Fábio Teixeira e Gustavo Goulart

17/04/2018

 

 

Secretaria de Segurança ordena volta de 87 PMs cedidos à Alerj; apenas 40 se reapresentam

A Secretaria de Segurança bateu o pé e, conforme havia sinalizado na semana passada, exigiu ontem a devolução de 87 dos 146 PMs cedidos à Assembleia Legislativa (Alerj). Em uma resolução publicada no Diário Oficial do estado, o órgão determinou que o grupo comparecesse à Diretoria Geral de Pessoal da Polícia Militar, no quartel-general da corporação, no Centro. A ordem, porém, foi ignorada por 47 convocados. À noite, por meio de nota, a PM endureceu o tom: avisou que os policiais que não se apresentarem poderão responder por deserção, crime cuja pena varia de dois meses a dois anos de prisão. Os PMs cedidos chegam a ganhar comissões que elevam seus salários em quase três vezes.

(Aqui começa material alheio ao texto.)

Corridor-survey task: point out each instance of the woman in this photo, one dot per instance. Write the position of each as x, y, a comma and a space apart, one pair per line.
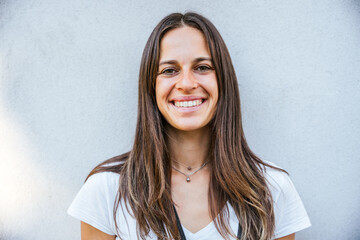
190, 173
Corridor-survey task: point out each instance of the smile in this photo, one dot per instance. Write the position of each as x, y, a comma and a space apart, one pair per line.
185, 104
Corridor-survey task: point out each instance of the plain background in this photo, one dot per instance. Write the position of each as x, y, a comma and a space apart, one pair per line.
68, 100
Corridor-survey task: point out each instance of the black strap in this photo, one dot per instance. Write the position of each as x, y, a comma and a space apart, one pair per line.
181, 230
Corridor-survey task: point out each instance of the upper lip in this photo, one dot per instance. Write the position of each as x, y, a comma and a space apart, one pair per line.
187, 98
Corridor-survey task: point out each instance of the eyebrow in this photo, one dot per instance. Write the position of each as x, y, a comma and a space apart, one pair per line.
196, 60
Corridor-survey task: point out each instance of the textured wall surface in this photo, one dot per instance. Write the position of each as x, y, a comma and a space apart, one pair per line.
68, 100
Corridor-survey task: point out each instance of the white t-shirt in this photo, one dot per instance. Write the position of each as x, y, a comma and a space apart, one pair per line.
94, 205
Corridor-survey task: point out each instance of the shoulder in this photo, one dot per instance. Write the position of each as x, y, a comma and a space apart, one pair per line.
277, 180
290, 213
94, 203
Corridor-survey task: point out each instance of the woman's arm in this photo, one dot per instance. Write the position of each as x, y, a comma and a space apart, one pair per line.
288, 237
88, 232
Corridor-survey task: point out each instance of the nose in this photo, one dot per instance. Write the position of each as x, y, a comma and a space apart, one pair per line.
187, 81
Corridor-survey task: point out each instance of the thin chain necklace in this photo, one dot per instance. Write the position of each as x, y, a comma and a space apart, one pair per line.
188, 167
190, 174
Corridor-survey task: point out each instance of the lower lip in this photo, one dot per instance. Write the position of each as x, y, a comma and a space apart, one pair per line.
188, 109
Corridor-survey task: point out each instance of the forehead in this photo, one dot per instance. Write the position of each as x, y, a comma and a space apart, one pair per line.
182, 43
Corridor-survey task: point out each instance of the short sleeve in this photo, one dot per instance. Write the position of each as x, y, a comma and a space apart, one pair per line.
290, 213
94, 203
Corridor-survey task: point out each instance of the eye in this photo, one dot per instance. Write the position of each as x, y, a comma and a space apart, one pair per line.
203, 68
169, 71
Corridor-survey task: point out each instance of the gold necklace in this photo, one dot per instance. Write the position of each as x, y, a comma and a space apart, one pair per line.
190, 174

— Ao fim de oito dias, prazo estabelecido pelo Código Penal Militar, o policial faltoso é excluído da folha e passa a ser procurado por cometer crime de deserção — informou o porta-voz da PM, major Ivan Blaz.

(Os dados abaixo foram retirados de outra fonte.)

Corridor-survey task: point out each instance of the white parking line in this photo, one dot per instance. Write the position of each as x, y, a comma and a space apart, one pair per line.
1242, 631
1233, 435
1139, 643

A Secretaria de Segurança justificou a ordem para devolução de parte do efetivo alocado na Alerj alegando que precisa reforçar urgentemente o policiamento nas ruas. A PM tem 2.044 homens cedidos à Casa, ao Ministério Público, a prefeituras, à Justiça e aos tribunais de Contas do Estado e do Município. Com exceção do Legislativo, todos os órgãos concordaram em mandar de volta parte dos agentes ou negociam a medida. O estado chegou a prorrogar por três vezes o prazo para a Assembleia Legislativa devolver 87 PMs.

 

MINISTRO SUGERE CONTRATAÇÃO DE SEGURANÇA

De acordo com um decreto de 2009, os vencimentos de servidores emprestados devem ser pagos pelos órgãos que os recebem. O estado afirma que a Alerj não repassou à PM R$ 59 milhões referentes a salários de policiais cedidos que continuaram sendo pagos pela corporação. A Casa, no entanto, nega o débito, dizendo que emprestou muito mais dinheiro ao Executivo. A postura da Assembleia foi criticada ontem pelo ministro da Segurança Pública, Raul Jungmann, durante um evento no Rio.

— Pela informação que eu tive, aproximadamente 700 policiais foram devolvidos por diversos órgãos. Todos colaboraram. Realmente não consigo entender por que essa colaboração não tem se estendido à Alerj. É uma colaboração para o Rio. Os deputados foram eleitos pelos cariocas. Eles deveriam entender que estamos em um momento que todos precisam colaborar — afirmou o ministro, que sugeriu à Casa a contratação de segurança privada. — Ela tem autonomia e orçamento para isso.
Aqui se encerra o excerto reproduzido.